The new Community Reinvestment Act Omits Critical Types of Credit That Meet Community Needs

Recent news stories explain the criticism of Senator Warren and Congresswoman Waters directed at banks that are litigating the 2023 CRA rule.  But perhaps their frustration should be focused on the regulators who have promulgated the new rule which exempts from CRA examination critical types of credit extended by banks to meet the needs of the communities they serve. Ironically, the main purpose of the CRA is to measure a bank’s performance meeting the “credit needs of the local communities in which they are chartered.” In fact, the CRA has always emphasized products that are “responsive” to community needs. But the new CRA omits certain types of credit that are important to meeting the needs of the communities that banks serve. Moreover, those types of credit have been considered and evaluated under the Lending Test for decades. Now, in the 2023 CRA those types of credit will be exempt from the Lending Test.

What types of credit are now omitted from the critical Lending Test?

First, multifamily mortgages are now exempt from evaluation under the Lending Test. Multifamily mortgages that meet the affordable housing definition will be considered under the Community Development Financing Test and the Intermediate Bank Community Development Test. But only a small percentage of multifamily mortgages qualify as affordable housing. Thus, an overwhelming majority of multifamily mortgages will not be considered under either the Lending Test or the Community Development Financing Test.

Yet multifamily housing is a critical component of a community’s housing needs. In fact, in some counties multifamily housing is an overwhelming part of the housing stock. For example, in New York County, New York multifamily housing accounts for more than 95% of the housing stock based on 2024 FFIEC demographics. Financing multifamily housing is an absolutely critical need of that community, but the new CRA fails to recognize and evaluate this important form of credit, even though it is responsive to the needs of the community. This is a contradiction of decades of CRA enforcement.

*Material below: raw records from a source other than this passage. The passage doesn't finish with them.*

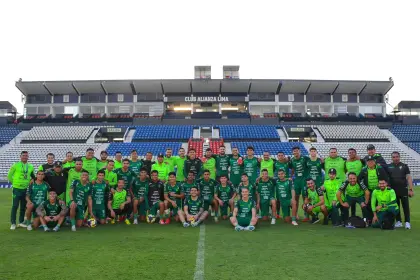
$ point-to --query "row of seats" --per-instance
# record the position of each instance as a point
(351, 132)
(38, 152)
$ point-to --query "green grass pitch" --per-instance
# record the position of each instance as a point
(169, 252)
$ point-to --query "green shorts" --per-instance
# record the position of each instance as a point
(244, 222)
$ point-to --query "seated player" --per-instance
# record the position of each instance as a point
(194, 212)
(244, 216)
(331, 187)
(225, 195)
(36, 194)
(173, 196)
(350, 193)
(99, 196)
(314, 202)
(51, 213)
(155, 198)
(265, 197)
(285, 194)
(119, 203)
(140, 190)
(207, 186)
(384, 206)
(80, 196)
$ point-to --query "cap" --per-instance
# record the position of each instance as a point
(370, 147)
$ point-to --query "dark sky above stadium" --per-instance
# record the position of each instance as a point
(56, 40)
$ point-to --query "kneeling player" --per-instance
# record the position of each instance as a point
(314, 202)
(265, 197)
(194, 212)
(119, 202)
(50, 213)
(244, 215)
(285, 194)
(173, 196)
(225, 195)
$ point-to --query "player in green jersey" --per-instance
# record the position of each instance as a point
(330, 188)
(235, 168)
(173, 196)
(194, 212)
(103, 162)
(139, 194)
(314, 166)
(299, 168)
(51, 213)
(265, 197)
(206, 187)
(119, 203)
(36, 194)
(285, 194)
(244, 216)
(384, 206)
(225, 195)
(20, 174)
(100, 191)
(314, 202)
(251, 165)
(80, 197)
(135, 163)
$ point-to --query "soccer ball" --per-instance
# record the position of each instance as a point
(91, 222)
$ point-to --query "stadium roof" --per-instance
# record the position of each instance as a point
(168, 86)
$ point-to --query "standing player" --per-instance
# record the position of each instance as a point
(99, 197)
(244, 215)
(50, 213)
(35, 195)
(285, 194)
(225, 195)
(173, 196)
(20, 174)
(265, 197)
(119, 203)
(80, 197)
(206, 187)
(140, 190)
(193, 210)
(314, 202)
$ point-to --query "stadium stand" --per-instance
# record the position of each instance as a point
(38, 152)
(240, 132)
(54, 134)
(333, 133)
(163, 132)
(142, 148)
(272, 147)
(7, 133)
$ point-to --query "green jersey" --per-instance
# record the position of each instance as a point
(99, 192)
(245, 208)
(236, 171)
(265, 189)
(251, 168)
(284, 189)
(128, 177)
(20, 174)
(38, 193)
(207, 188)
(194, 205)
(81, 192)
(140, 188)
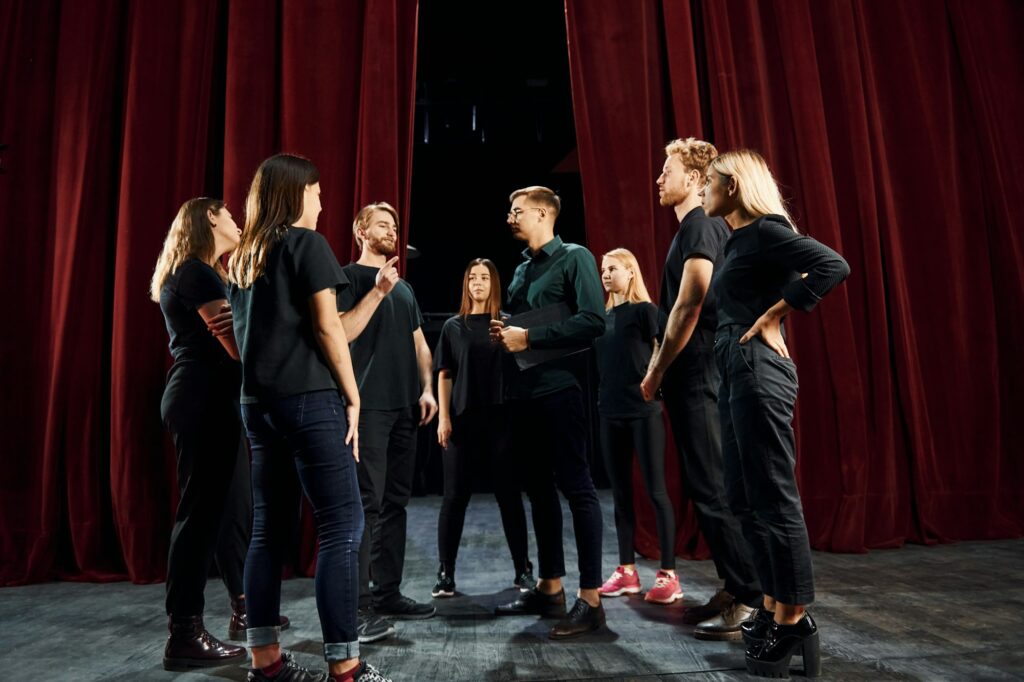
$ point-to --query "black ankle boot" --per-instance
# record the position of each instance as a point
(189, 645)
(756, 629)
(771, 657)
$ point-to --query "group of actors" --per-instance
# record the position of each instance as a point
(327, 372)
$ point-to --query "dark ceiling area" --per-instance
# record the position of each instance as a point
(494, 113)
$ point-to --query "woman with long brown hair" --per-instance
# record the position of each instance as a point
(473, 426)
(767, 271)
(300, 406)
(200, 409)
(629, 422)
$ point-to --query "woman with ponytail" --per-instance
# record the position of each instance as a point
(300, 406)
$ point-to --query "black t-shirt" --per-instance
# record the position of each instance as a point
(698, 237)
(465, 349)
(623, 355)
(384, 354)
(763, 264)
(273, 325)
(190, 286)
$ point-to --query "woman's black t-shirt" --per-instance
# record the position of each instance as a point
(623, 355)
(475, 363)
(192, 285)
(763, 264)
(273, 324)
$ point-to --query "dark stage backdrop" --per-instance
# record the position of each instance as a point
(892, 126)
(894, 129)
(116, 112)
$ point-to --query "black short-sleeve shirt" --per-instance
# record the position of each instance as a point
(192, 285)
(474, 361)
(273, 324)
(623, 355)
(698, 237)
(384, 354)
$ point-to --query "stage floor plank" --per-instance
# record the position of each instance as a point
(947, 612)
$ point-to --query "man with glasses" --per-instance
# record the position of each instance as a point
(558, 289)
(685, 369)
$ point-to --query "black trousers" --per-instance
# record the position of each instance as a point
(690, 390)
(619, 438)
(214, 514)
(550, 437)
(759, 390)
(387, 465)
(479, 441)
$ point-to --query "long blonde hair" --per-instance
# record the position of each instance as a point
(189, 237)
(636, 292)
(274, 202)
(759, 193)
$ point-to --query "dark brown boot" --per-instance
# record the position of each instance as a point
(189, 645)
(239, 623)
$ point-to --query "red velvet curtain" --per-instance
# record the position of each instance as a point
(892, 128)
(111, 109)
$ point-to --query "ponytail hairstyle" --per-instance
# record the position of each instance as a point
(636, 292)
(759, 193)
(274, 202)
(190, 236)
(494, 299)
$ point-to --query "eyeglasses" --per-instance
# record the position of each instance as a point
(515, 213)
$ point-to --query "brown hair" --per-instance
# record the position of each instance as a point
(541, 196)
(636, 292)
(274, 202)
(695, 154)
(189, 237)
(366, 213)
(494, 299)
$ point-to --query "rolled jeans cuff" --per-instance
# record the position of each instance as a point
(341, 651)
(262, 636)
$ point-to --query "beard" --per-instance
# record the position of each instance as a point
(670, 198)
(383, 247)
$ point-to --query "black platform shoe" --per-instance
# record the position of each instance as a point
(756, 629)
(771, 657)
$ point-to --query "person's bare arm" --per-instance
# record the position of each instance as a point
(428, 406)
(682, 321)
(355, 320)
(443, 406)
(333, 342)
(214, 309)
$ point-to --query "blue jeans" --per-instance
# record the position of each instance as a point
(296, 441)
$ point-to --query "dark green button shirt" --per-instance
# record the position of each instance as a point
(558, 272)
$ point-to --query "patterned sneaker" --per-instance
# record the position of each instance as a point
(621, 583)
(666, 589)
(370, 674)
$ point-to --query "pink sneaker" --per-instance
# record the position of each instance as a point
(621, 583)
(666, 589)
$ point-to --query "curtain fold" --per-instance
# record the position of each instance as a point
(120, 103)
(891, 131)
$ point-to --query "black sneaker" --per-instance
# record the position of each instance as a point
(525, 582)
(372, 628)
(370, 674)
(292, 672)
(444, 587)
(404, 608)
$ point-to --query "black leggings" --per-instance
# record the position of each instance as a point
(646, 434)
(479, 441)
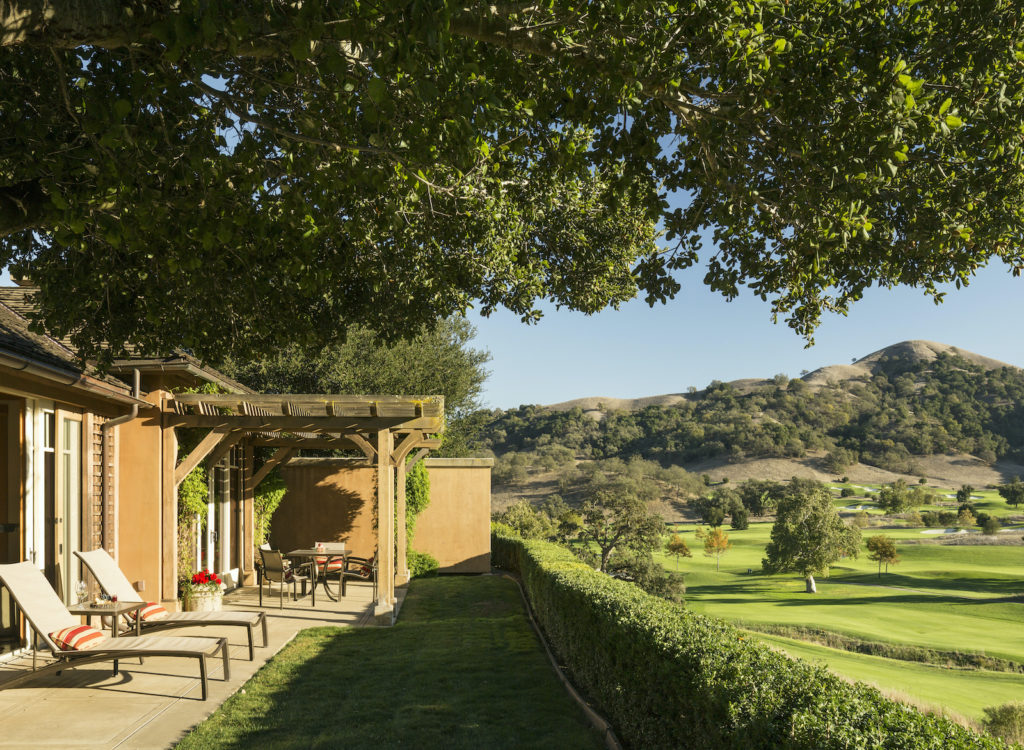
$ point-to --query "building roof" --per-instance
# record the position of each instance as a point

In the preamble to the 2023 regulators point out that multifamily mortgages may be evaluated under the Retail Services and Products Test. But considering multifamily mortgages under the Retail Services and Products Test represents a substantially different treatment than when they were included in the Lending Test.  First, the importance of the Lending Test has been emphasized by regulators by requiring a bank attain at least a “low satisfactory” performance rating under the Lending Test to be eligible to earn a “composite” performance rating of satisfactory. Second, the Retail Products and Services Test accounts for only 10% of a bank’s CRA performance rating. Incorporating multifamily mortgages in the Retail Services and Products Test represents a considerable demotion of the relevance of that mortgage product. The deemphasis of multifamily mortgages is inconsistent with the CRA’s emphasis on meeting the credit needs of the community and is a contradiction of long standing CRA enforcement. 

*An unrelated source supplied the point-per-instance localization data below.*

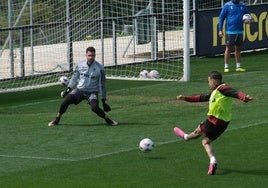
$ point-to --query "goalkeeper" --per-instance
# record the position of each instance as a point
(89, 79)
(219, 114)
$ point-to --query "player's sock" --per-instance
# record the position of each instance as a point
(213, 159)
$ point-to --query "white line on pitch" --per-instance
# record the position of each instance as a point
(115, 152)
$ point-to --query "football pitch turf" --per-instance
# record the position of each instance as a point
(84, 152)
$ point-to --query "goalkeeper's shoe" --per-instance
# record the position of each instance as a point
(239, 69)
(212, 168)
(110, 122)
(179, 132)
(53, 123)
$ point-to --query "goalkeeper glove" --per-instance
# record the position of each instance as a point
(106, 107)
(64, 93)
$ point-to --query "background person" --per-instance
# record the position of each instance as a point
(233, 12)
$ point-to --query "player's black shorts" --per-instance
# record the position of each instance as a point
(212, 131)
(234, 39)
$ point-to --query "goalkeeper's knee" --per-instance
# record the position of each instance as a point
(70, 99)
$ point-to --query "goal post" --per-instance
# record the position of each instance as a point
(129, 36)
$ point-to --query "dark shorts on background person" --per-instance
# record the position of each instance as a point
(212, 131)
(234, 39)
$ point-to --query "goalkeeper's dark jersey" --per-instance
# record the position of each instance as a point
(89, 78)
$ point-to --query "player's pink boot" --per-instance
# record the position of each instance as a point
(179, 132)
(212, 168)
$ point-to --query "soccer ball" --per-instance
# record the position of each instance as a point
(246, 18)
(153, 74)
(64, 80)
(146, 145)
(144, 74)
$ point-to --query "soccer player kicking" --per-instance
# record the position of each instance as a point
(219, 114)
(89, 78)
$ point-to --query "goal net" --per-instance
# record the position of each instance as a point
(42, 40)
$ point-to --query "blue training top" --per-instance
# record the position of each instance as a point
(233, 13)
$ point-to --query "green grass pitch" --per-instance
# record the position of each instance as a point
(84, 152)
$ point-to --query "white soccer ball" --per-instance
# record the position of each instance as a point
(246, 18)
(154, 74)
(64, 80)
(146, 145)
(144, 74)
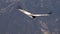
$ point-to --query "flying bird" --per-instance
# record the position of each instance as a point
(32, 15)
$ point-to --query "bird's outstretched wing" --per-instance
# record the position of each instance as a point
(25, 12)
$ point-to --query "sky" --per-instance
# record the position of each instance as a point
(12, 21)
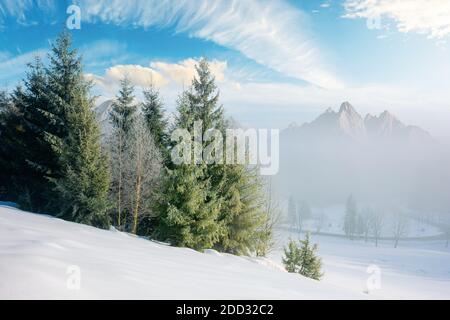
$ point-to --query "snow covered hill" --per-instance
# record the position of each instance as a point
(47, 258)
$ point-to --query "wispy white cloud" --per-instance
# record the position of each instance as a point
(429, 17)
(26, 12)
(158, 73)
(184, 71)
(13, 68)
(272, 33)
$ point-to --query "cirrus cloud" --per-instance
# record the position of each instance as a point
(429, 17)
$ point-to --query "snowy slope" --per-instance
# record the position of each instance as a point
(37, 255)
(414, 270)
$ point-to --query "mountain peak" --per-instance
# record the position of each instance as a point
(346, 107)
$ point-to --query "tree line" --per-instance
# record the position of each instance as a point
(54, 160)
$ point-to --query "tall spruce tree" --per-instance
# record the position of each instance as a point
(123, 109)
(122, 117)
(189, 206)
(225, 201)
(82, 188)
(31, 130)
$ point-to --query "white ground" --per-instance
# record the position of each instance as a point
(37, 255)
(334, 224)
(413, 270)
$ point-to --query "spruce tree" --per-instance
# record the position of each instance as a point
(302, 258)
(291, 259)
(188, 208)
(350, 218)
(310, 263)
(225, 203)
(82, 187)
(123, 109)
(122, 118)
(30, 136)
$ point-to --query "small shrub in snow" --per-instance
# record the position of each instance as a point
(302, 258)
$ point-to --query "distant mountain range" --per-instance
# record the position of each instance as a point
(376, 158)
(348, 123)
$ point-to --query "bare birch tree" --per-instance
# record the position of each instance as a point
(399, 227)
(376, 225)
(143, 166)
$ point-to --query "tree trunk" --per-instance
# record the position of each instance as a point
(137, 202)
(119, 200)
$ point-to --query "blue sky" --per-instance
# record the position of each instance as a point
(276, 62)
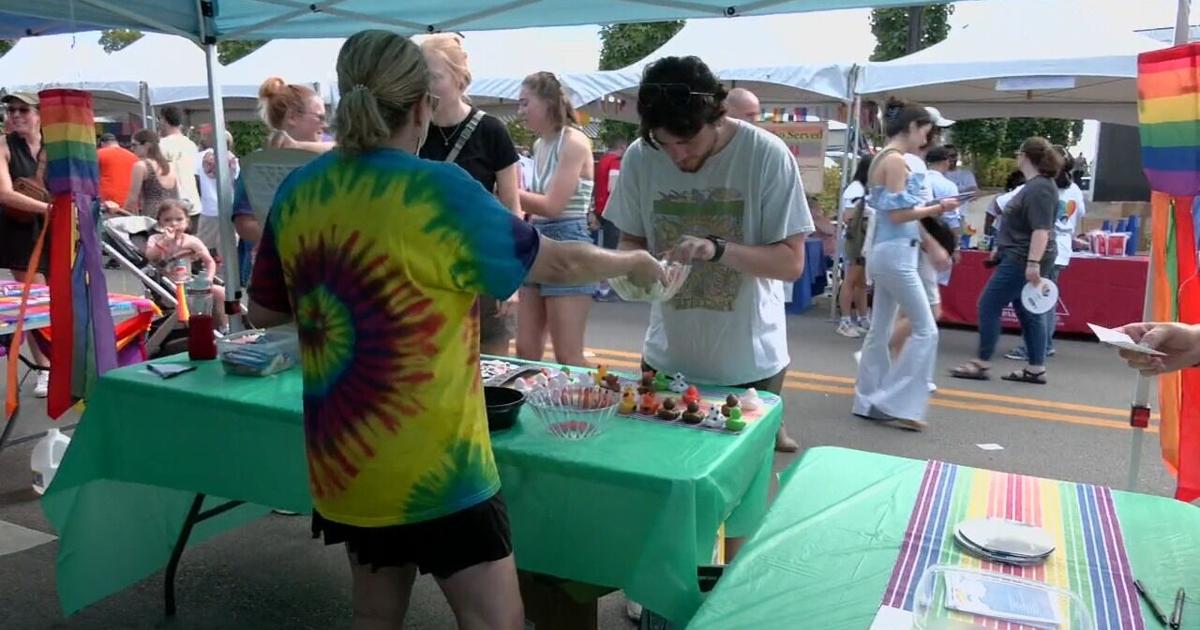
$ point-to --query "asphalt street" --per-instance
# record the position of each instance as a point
(273, 575)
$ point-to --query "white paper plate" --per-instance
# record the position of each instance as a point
(1011, 538)
(1042, 299)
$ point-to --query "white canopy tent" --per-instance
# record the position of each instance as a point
(779, 81)
(173, 69)
(1000, 66)
(75, 61)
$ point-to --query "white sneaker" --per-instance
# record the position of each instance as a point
(42, 389)
(849, 330)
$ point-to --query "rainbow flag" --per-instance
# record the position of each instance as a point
(83, 325)
(1090, 557)
(1169, 117)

Another form of important credit that will be exempt from examination in the 2023 CRA rule is open-end mortgage financing. According to the CFPB open-end mortgage activity accounted for more than 20% of the reported mortgage activity during 2023. In the 2023 CRA preamble the agencies “considered that open-end home mortgage loans can help to meet important community credit needs.” Nevertheless, the agencies once again contradict long standing CRA practice by excluding open-end mortgages from the Lending Test. The rationale used by the agencies to justify dropping open-end mortgages from CRA consideration strangely cites factors that have always been present in open-end mortgages but which, nonetheless, didn’t deter the agencies from including open-end mortgages in the Lending Test since 1995.

The foregoing observations don’t include the treatment and understatement of “renewals” of small business loans which I have written about in previous articles about the new CRA – another glaring omission of critical credit activity important to communities.

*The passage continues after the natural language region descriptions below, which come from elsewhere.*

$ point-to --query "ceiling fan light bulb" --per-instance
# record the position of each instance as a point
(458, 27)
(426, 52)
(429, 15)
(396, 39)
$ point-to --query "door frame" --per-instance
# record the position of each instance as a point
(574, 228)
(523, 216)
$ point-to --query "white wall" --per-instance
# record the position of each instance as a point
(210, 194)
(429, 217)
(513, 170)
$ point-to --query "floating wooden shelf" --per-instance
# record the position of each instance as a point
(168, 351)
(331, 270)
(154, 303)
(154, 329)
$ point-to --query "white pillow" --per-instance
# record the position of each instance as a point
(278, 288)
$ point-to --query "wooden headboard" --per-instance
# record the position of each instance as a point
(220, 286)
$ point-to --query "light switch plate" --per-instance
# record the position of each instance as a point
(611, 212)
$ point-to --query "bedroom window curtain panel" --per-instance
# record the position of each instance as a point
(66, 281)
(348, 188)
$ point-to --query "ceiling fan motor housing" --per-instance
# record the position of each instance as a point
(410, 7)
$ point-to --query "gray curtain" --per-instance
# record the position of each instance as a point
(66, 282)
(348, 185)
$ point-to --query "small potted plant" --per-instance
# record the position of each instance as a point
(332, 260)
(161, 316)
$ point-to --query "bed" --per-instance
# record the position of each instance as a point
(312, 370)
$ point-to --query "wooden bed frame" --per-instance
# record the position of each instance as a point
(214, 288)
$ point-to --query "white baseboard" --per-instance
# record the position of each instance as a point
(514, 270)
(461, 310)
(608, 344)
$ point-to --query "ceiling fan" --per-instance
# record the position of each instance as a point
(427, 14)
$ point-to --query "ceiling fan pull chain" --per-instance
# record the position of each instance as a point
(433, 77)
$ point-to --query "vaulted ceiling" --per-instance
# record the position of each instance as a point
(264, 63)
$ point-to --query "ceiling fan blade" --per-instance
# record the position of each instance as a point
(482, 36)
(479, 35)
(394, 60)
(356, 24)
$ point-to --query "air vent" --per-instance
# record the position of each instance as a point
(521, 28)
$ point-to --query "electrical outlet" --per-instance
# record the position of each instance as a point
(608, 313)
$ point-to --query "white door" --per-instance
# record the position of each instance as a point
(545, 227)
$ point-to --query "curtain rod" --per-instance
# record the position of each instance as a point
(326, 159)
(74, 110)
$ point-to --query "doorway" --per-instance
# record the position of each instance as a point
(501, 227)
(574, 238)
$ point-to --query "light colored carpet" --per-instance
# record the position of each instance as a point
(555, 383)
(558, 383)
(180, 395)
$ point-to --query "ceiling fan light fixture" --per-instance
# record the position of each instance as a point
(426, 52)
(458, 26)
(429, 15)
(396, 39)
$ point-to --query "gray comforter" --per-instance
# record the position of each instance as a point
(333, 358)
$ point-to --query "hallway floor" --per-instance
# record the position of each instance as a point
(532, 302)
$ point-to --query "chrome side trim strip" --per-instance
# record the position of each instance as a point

As high-profile consumer advocates, Senator Warren and Representative Waters don’t appear to be aware of the 2023 CRA rule’s glaring demotion of important types of residential mortgage credit needed by the communities served by banks. It is suggested that the legislators refocus their criticism on the regulators and join forces with the banking community by demanding that regulators reconsider the new rule. The new CRA should be redrafted to consider the legitimate objections of the banking community and consumer advocates alike. There’s plenty of room for a better CRA rule.